The announcement "New TiVoCommunity Homepage Arriving Soon" cannot be viewed when I am logged in. If I log out I can view it.

When logged in I get:



> *$bbuserinfo[username], you do not have permission to access this page. This could be due to one of several reasons:
> 
> Is your account awaiting activation? If you did not receive the activation e-mail after you registered, or changed your e-mail address, please CLICK HERE to request it to be resent to you. (Check your SPAM filters.)
> 
> ...


----------



## loganasu (Jan 17, 2005)

I am getting the same thing. Don't know about others, but I always get them for these announcements.


----------



## SullyND (Dec 30, 2004)

loganasu said:


> I am getting the same thing. Don't know about others, but I always get them for these announcements.


Yeah, seems hit or miss. The new announcements from TiVo have the same issue.


----------



## SullyND (Dec 30, 2004)

This is happening with the custom new posts search announcement now too.


----------



## Peter Redmer (Jan 2, 2008)

We're going to check this out.

What browsers are you using?


----------



## SullyND (Dec 30, 2004)

I'm usually in Chrome. Happens PC and Mac. Will try IE.


----------



## allan (Oct 14, 2002)

SullyND said:


> I'm usually in Chrome. Happens PC and Mac. Will try IE.


I just got the same message in FF 13 on Win XP.


----------



## loganasu (Jan 17, 2005)

I found it in chrome, Firefox, and IE on vista, win 7 and Ubuntu (not IE for the last one =)


----------



## Peter Redmer (Jan 2, 2008)

We can't seem to duplicate this here-- tried both Chrome and FF, two separate tests with regular accounts (on two different machines) tried in both verified and unverified logged in states, and it seems to work fine.

This sounds very basic (and I apologize up front if you've already tried this) but you could try clearing cache/history and a browser restart, just to rule that out as a potential cause. Otherwise, we're not sure what is causing this yet, we'll keep testing.


----------



## allan (Oct 14, 2002)

Peter Redmer said:


> We can't seem to duplicate this here-- tried both Chrome and FF, two separate tests with regular accounts (on two different machines) tried in both verified and unverified logged in states, and it seems to work fine.
> 
> This sounds very basic (and I apologize up front if you've already tried this) but you could try clearing cache/history and a browser restart, just to rule that out as a potential cause. Otherwise, we're not sure what is causing this yet, we'll keep testing.

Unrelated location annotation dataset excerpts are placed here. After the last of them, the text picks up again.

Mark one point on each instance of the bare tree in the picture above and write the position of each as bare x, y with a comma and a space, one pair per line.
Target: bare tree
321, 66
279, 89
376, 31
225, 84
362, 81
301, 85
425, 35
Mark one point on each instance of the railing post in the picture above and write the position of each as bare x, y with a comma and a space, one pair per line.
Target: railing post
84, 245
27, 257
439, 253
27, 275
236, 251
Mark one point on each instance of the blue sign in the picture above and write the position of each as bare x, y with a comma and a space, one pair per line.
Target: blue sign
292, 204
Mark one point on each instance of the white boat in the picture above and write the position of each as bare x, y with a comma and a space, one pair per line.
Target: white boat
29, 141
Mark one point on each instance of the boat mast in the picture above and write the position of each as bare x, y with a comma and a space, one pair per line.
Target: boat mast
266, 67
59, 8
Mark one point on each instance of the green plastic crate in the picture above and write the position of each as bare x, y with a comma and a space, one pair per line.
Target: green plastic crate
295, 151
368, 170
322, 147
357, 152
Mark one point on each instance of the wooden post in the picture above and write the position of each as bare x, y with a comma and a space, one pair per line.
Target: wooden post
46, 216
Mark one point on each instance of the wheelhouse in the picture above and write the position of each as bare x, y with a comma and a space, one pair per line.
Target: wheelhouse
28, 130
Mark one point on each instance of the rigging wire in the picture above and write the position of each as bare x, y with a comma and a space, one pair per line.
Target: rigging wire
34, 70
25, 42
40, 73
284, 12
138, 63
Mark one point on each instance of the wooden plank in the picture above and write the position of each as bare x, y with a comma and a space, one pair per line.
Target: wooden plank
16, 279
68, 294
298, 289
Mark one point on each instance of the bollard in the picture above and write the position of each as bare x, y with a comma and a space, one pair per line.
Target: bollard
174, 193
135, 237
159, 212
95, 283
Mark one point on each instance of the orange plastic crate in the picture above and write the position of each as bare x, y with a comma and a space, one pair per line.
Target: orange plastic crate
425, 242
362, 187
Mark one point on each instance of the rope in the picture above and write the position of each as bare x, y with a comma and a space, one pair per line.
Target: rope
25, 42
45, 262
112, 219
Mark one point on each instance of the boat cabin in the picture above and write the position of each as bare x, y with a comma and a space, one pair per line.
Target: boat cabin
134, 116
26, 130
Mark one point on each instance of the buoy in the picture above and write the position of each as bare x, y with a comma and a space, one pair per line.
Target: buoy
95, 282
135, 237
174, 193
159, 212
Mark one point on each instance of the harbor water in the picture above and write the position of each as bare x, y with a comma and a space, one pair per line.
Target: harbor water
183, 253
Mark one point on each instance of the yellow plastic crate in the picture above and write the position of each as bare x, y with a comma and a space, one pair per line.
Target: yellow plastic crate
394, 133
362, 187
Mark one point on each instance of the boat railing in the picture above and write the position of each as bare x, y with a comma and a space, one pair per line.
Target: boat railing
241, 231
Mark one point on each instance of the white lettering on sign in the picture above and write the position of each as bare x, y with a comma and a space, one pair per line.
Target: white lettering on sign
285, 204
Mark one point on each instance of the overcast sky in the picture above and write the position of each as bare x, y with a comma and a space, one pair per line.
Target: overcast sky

I cleared cache, restarted the browser, and still got the error message when I clicked from "New Posts". But when I clicked from the Forum Operations Center, I saw the announcement.


----------



## SullyND (Dec 30, 2004)

Still happening with the Announcement from TiVo that they're monitoring their own forums to benefit the "community". (Their forums don't seem to have community in the URL).


----------



## Eddief66 (Oct 24, 2009)

It happens to me when clicking the links at the top of the regular forums. Clicking the stickies at the top of this forum works though. I'm using firefox BTW.


----------



## nyjklein (Aug 8, 2002)

Same thing happening to me using Chrome. I can see the thread from this forum but not when it's at the top of a search.

P.S. Peter, sorry for the PM on this topic. I should have searched and found this thread first.

Jeff


----------



## Merle Corey (Aug 25, 2001)

Clicking the announcement sends you to a link ending in: f=28&a=112

Clicking the link at the top of Forum Operations Center sends you to a link ending in: f=20&a=112

f=20 is obviously the FOC. f=28 is something I don't have access to while logged in.

*edit*: Apparently f=28 isn't consistent. I see it from my bookmarked new messages search (http://www.tivocommunity.com/tivo-vb/search.php?do=getnew&exclude=5,45,39,59,63,15,31) and can't read announcements from there. I currently can read announcements from other forums (e.g., f=3, f=35).


----------